Iran’s relations with both China and Russia seemed to have reached a level of strategic depth that would suggest stronger solidarity in times of crisis. Tehran has signed 25-year comprehensive strategic partnership agreements with both powers, signaling long-term cooperation across economic, military and geopolitical dimensions. Iran has also played a pivotal role in supporting Russia’s war effort in Ukraine, supplying drones and ballistic missiles that have proven critical on multiple fronts. Meanwhile, China has officially labeled Iran a “trusted partner,” placing it among its most valued allies in regional diplomacy.
Deconstructing the ongoing debate surrounding Chinese and Russian neutrality during the Israeli-Iranian military clashes — and the Iranian sense of abandonment — requires a closer examination of how Beijing and Moscow perceive their ties with Tehran. A common analytical misstep lies in interpreting Iran-China-Russia relations through Tehran’s lens, which often frames these ties as alliances in the conventional sense. This assumption leads many observers to expect allied behavior — such as political backing or military support — during crises, and thus to misread or overestimate the depth of these partnerships. The result is a wave of speculative and often unrealistic commentary. To move beyond such distortions, one must interrogate a range of key indicators that reveal how China and Russia actually define and prioritize their cooperation with Iran — as follows:
The Real Dynamics and Parameters of Partnership
The recent Israeli-Iranian military confrontations have laid bare the true nature and limits of Iran’s relations with China and Russia. While Tehran often frames its ties with both powers as alliances — implying a high level of strategic integration and solidarity — there is no reciprocal use of the term “ally” by either Beijing or Moscow, whether in rhetoric or practice. In fact, one of Russia’s earliest public responses during the height of the hostilities was to clarify that the bilateral agreement with Iran contains no mutual defense clause. Some analysts interpreted this statement as a clear signal that Moscow would not back Tehran in an open conflict with Israel. President Putin later remarked that Iran had not requested assistance, further underscoring Russia’s cautious, non-committal stance.
Gaps in the Effectiveness of Iran’s Air Defense Network
The conflict also exposed critical vulnerabilities in Iran’s air defense systems. The Israeli air force was able to operate with near-impunity in Iranian airspace, achieving a level of air dominance that highlighted Tehran’s technological inferiority in this domain. A key factor behind this shortfall was Iran’s failure to procure advanced Russian defense platforms such as the S-400 missile defense system and the SU-35 fighter jet — aircraft capable of competing with US models like the F-35 and designed to penetrate and dominate hostile airspace. Despite Iran’s repeated and urgent efforts to bolster its aerial capabilities following previous confrontations — most notably during operations True Promise 1 and True Promise.

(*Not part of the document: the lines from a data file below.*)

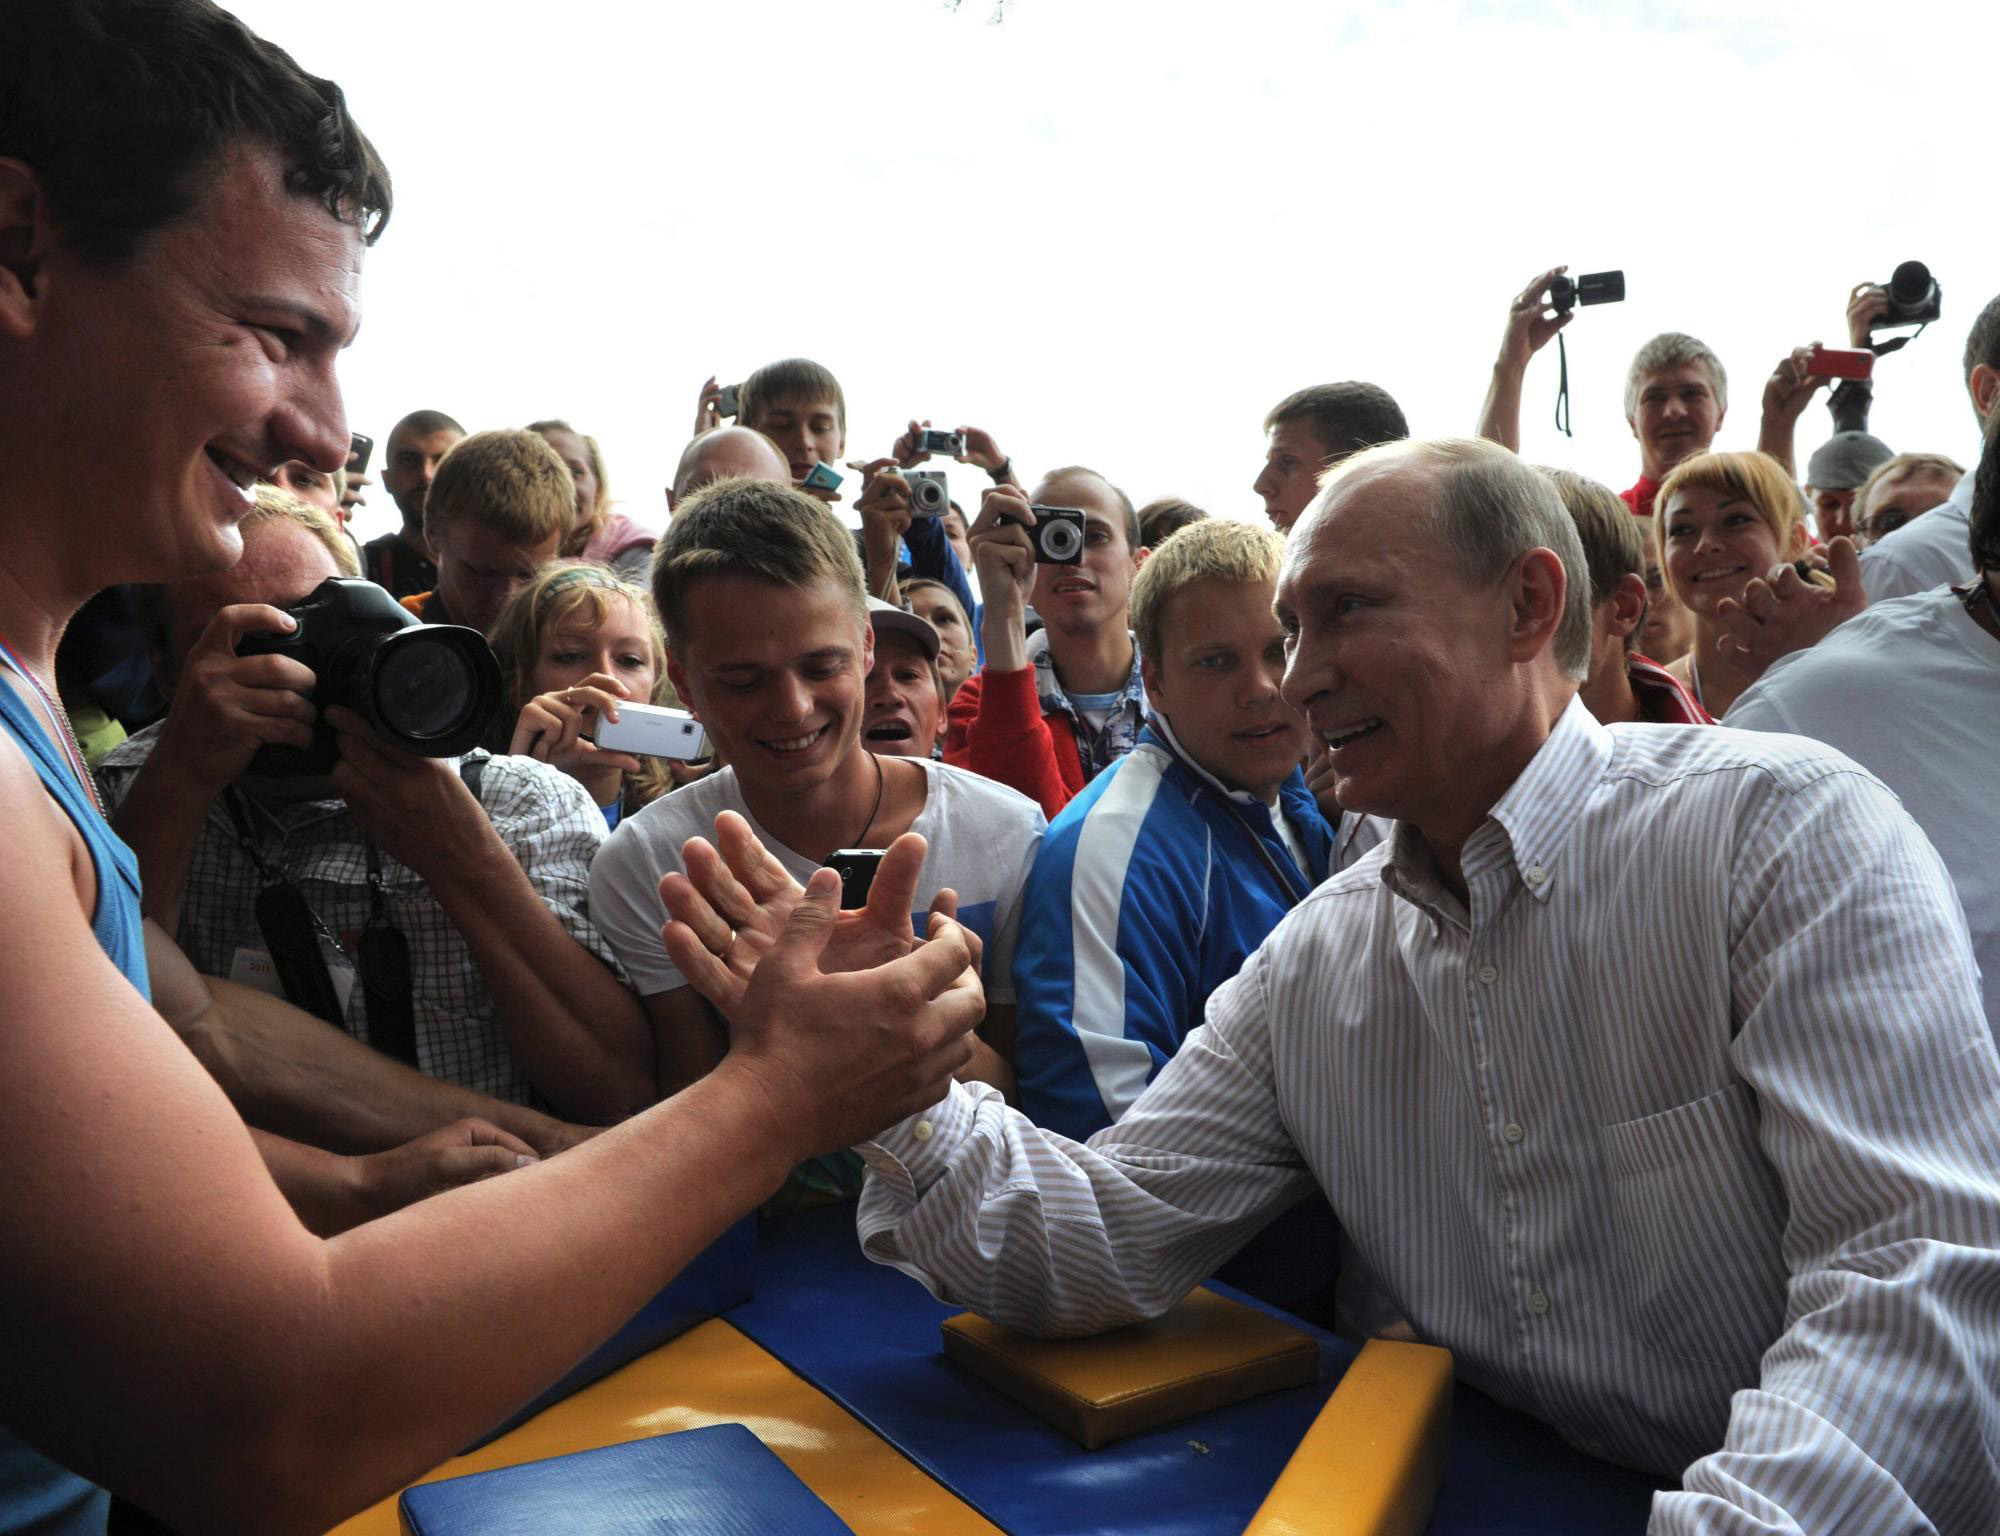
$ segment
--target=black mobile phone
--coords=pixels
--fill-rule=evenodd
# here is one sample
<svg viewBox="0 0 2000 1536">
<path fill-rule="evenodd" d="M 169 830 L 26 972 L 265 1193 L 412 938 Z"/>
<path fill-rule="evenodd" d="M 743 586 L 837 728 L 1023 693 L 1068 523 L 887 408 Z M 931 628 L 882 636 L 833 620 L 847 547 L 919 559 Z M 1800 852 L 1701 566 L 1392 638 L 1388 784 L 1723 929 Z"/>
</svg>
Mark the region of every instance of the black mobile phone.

China has also played a behind-the-scenes role in discouraging Iran from following through on its repeated threats to close the strategic Strait of Hormuz to international shipping. While such a move is often cast in official Iranian rhetoric as a potential lever against the United States or European powers, in practice, it would disproportionately harm Iran’s own partners — chief among them, China. Roughly one-third of all global maritime trade through the strait involves Chinese cargo. A closure would thus disrupt critical energy supplies and commercial flows essential to the Chinese economy. This strategic interdependence explains why Tehran, despite its fiery discourse, has refrained from militarizing the strait.

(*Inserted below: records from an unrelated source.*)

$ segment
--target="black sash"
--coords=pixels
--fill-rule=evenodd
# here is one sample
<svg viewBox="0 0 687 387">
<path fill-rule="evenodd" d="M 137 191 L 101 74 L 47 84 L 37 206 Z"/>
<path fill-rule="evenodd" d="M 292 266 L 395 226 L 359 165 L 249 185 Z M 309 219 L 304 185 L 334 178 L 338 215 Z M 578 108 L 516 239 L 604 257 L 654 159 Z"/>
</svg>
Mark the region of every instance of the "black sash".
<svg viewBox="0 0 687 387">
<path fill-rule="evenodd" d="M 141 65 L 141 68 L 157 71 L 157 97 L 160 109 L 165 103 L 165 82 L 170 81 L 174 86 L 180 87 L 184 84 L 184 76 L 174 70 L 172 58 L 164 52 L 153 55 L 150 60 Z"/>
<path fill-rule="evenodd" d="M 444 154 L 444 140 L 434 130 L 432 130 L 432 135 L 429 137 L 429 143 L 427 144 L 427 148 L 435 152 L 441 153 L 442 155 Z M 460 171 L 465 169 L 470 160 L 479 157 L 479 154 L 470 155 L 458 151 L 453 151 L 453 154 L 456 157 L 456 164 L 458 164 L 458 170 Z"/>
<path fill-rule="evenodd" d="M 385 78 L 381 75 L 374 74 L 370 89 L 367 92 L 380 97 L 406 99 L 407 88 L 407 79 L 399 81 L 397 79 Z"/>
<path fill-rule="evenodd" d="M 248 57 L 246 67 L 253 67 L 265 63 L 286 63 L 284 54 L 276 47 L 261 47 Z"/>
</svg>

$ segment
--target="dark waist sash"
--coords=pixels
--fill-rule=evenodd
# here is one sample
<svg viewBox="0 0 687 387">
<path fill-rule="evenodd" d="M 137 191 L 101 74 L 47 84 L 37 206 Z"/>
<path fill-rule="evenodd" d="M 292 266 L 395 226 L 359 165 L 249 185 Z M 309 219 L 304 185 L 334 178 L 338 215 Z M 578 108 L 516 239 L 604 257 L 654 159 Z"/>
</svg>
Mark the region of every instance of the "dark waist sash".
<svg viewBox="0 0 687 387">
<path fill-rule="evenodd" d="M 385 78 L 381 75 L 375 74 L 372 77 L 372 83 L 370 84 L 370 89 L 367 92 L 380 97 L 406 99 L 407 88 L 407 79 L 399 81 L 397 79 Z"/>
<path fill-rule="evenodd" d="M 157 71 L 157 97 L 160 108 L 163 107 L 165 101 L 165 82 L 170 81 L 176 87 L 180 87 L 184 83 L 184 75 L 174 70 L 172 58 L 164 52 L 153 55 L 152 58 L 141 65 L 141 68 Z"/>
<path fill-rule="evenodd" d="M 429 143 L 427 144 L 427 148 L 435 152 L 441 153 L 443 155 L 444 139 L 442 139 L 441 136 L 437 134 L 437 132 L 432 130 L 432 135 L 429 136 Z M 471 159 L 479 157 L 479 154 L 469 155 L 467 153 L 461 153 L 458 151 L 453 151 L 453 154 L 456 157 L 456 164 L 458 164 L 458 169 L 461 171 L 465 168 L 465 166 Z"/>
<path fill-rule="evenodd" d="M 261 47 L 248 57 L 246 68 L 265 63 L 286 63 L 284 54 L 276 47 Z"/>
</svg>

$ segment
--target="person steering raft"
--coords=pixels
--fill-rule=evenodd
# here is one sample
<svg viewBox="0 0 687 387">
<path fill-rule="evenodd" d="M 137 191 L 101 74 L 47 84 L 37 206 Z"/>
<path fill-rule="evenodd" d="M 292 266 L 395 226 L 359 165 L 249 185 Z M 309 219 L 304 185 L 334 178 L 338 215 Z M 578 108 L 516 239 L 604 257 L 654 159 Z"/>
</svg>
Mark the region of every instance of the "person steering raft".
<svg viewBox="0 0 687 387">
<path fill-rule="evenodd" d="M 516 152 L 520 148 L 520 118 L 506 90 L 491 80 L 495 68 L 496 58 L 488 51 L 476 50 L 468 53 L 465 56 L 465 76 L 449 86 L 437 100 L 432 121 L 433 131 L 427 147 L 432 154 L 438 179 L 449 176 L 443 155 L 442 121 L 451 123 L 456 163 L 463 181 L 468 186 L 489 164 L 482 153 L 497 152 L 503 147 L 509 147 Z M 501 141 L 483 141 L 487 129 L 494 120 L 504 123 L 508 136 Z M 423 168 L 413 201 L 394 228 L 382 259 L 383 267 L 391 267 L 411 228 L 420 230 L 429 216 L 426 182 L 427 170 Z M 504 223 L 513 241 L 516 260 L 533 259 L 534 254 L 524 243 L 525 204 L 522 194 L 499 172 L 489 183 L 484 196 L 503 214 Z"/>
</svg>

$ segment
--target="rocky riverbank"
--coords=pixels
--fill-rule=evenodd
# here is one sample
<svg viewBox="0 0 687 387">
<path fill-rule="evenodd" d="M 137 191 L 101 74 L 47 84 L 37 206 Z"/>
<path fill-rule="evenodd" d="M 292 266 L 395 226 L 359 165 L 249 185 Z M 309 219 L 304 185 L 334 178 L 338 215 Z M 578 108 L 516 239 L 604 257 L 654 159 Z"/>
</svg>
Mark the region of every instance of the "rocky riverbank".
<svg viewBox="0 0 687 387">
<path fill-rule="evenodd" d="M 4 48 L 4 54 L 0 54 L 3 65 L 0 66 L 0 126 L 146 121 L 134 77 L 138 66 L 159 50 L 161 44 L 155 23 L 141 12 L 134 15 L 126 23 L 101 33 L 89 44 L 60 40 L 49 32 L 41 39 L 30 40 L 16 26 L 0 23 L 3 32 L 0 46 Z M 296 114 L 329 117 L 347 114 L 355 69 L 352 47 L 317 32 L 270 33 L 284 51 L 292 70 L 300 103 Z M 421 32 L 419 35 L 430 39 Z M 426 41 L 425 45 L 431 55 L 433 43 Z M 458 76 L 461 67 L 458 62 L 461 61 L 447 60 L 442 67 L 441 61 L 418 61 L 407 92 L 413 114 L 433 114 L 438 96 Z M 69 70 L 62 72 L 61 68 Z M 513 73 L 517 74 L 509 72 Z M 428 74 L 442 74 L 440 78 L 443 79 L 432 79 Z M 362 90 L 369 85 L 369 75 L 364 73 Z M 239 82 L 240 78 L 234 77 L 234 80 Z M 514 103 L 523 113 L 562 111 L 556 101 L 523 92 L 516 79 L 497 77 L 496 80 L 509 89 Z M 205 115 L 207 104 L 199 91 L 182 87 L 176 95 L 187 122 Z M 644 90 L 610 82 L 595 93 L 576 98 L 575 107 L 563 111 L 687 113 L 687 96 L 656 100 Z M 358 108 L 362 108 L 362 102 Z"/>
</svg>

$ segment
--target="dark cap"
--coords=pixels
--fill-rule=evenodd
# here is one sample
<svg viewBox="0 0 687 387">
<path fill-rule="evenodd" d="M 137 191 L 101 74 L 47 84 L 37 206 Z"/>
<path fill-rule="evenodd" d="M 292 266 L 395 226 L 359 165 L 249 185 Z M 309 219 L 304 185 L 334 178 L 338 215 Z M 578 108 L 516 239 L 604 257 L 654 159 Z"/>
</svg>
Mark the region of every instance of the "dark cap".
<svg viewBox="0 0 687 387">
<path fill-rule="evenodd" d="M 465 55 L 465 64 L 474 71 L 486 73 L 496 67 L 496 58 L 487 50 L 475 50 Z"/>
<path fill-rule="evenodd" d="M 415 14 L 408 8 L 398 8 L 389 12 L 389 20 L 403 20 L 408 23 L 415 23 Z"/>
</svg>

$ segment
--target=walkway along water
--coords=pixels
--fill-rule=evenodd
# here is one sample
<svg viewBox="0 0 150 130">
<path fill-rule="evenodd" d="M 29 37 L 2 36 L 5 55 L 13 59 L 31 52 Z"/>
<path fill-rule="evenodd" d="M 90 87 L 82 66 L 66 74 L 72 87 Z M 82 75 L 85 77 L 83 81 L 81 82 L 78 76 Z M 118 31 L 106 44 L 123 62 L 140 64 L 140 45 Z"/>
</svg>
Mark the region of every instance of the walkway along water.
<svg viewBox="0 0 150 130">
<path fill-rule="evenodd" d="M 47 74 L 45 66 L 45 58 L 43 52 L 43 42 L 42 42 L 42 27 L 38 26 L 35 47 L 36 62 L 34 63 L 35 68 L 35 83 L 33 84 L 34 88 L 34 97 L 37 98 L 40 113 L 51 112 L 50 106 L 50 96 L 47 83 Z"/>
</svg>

Divergent Strategic lenses
Recent developments underscore divergent Chinese and Russian calculations regarding relations with Iran which are influenced by the following foreign policy considerations:
The Iranian Leadership’s International Standing
This may be a limiting factor in advancing Chinese and Russian relations with Iran to the level of an alliance. Both countries recognize that an alliance with Iran would entail the burden of supporting an isolated and sanctioned partner, given Iran’s nuclear and geopolitical approaches that have placed it in continuous conflict with regional and global powers. These same orientations have also prevented Iran from offering the necessary infrastructure for China’s Belt and Road Initiative and Russia’s North-South Initiative. As a result, Iran’s priority has diminished in Chinese and Russian strategic plans concerning global trade routes and logistical corridors.
China and Russia may also assess the performance of the Iranian political system based on the deep level of intelligence penetration it has suffered and Israel’s ability to eliminate senior Iranian leaders within hours. This naturally does not enhance Iran’s standing as a potential ally in their view.
Relations With the Gulf States
Russia and China maintain strong relations with the Gulf states, which reject Iran’s geopolitical orientations. Even after the resumption of Saudi-Iranian diplomatic ties under Chinese mediation, the Gulf remains one of the most influential factors shaping the nature and limits of Russian-Chinese cooperation with Iran in the Middle East.
Relations With Tel Aviv and Washington
The nature of China and Russia’s ties with the West, and their need to balance relations with Israel, play a central role in shaping their policies toward Iran. Both countries may consider their strategic, economic and technological interests with the West — particularly with Israel and the United States — to outweigh any potential benefit from closer alignment with Iran, which remains diplomatically and economically isolated due to its nuclear, ballistic and regional policies. China, in particular, maintains strong technological and economic ties with Israel and fears that support for Iran could worsen its already strained relations with the United States, tensions that intensified following the US tariff measures under the Trump administration. Russia, for its part, is concerned that military support for Iran would provoke a Western response — particularly increased supplies of advanced strategic weapons to Ukraine — which could disrupt the military balance and increase the already high economic and military costs Moscow bears in the ongoing war.
In conclusion, armed conflicts remain the most definitive measure of the depth and credibility of international partnerships. The Israeli-Iranian confrontation has served as a revealing test case, laying bare what can only be described as Iran’s “ally dilemma.” Despite nearly five decades of rule, the Iranian republic has been unable to elevate its international partnerships to the level of formal alliances. This stands in stark contrast to other states with fewer geopolitical, economic or demographic advantages, many of which have successfully forged alliance-based relations with major global powers.
The recent visit by Iran’s defense minister to Beijing raises a pertinent question: is Tehran seeking to revive or deepen military cooperation with China, particularly in the hope of acquiring advanced air defense systems? Even so, any Iranian initiative is likely to encounter cautious Chinese deliberations rooted in its broader strategic calculations.
What further underscores Iran’s strategic shortfall is the comparative trajectory of its neighbors in the Gulf. These states — geographically proximate to Iran and similarly endowed with energy resources — have opted for a fundamentally different path. Prioritizing national development, institutional modernization, and integration into the global economy, the Gulf states have succeeded in establishing wide-ranging strategic alliances with major powers. Their influence has grown to the point where they now shape global trade and logistics corridors and act as central players in determining the Middle East strategies of global actors.
Iran, by contrast, has remained mired in costly geopolitical projects that have yielded few tangible gains but significant losses — both material and human. These choices have subjected it to repeated and targeted military strikes from the United States and Israel.
Nevertheless, Iran’s isolation is not irreversible. Should its leadership choose to pivot away from expansionist, ballistic and nuclear projects and instead embrace constructive diplomacy aimed at mutual security and economic cooperation, the possibility of real alliances and regional integration remains. In doing so, Iran could transition from a pariah state to a “normal” and stabilizing actor in the regional order — an outcome that would benefit not only Iran but also the broader Middle East.